Mr Brende also met the deputy commander in chief of the army, the Minister for Agriculture, ivestock and Irrigation, and the Minister for Religious Affairs and Culture. In addition, he met representatives of armed ethnic groups and of the Advisory Commission on Rakhine State, which is chaired by Kofi Annan and supported by Norway.

In total, Norway is providing around NOK 250 million in aid to Myanmar, including for humanitarian efforts in vulnerable areas. This week, the Norwegian Embassy started to support a new media project to strengthen the role of women in the peace process. In addition to its efforts to support the peace process, Norway is supporting projects in the areas of political and economic reforms and the management of natural resources. During Mr Brende’s visit, an MoU was signed on development cooperation in the fisheries sector for a five-year period.

‘Norway and Myanmar are both coastal nations with significant marine resources.
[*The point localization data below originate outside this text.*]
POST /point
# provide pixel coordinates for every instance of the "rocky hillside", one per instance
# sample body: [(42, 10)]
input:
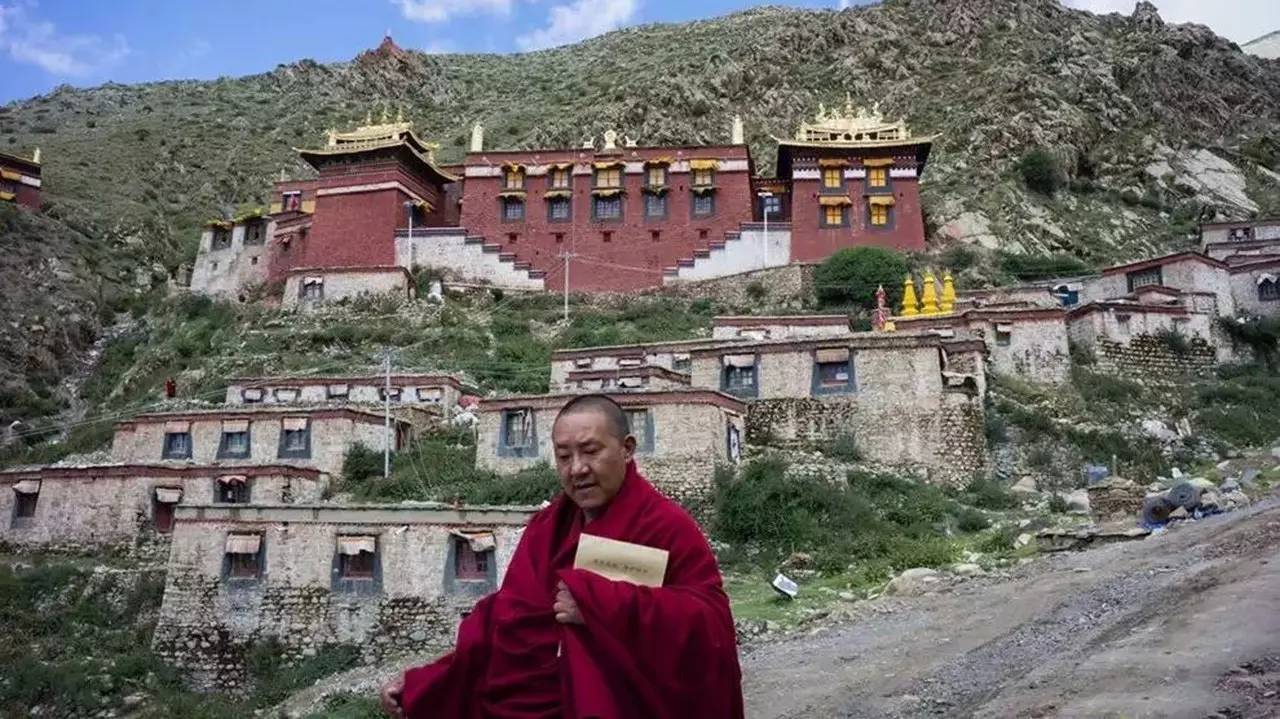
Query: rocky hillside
[(1152, 126)]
We would like to promote sustainable management of Myanmar’s fishery resources and help to develop its aquaculture. In the long term, this cooperation could lead to new investments and more jobs in the country,’ said Mr Brende.

Norwegian companies such as Telenor, Jotun and Yara and other Norwegian business actors are already helping to create jobs in Myanmar. The country, which has over 50 million inhabitants, has a young population and a weak education sector. Norway is therefore supporting education projects at all levels.

At a formal ceremony with the authorities, Mr Brende returned a Buddha sculpture that had been illicitly imported to Norway in 2011. The return of this sculpture is part of Norway’s international engagement to combat the illicit trade in cultural property.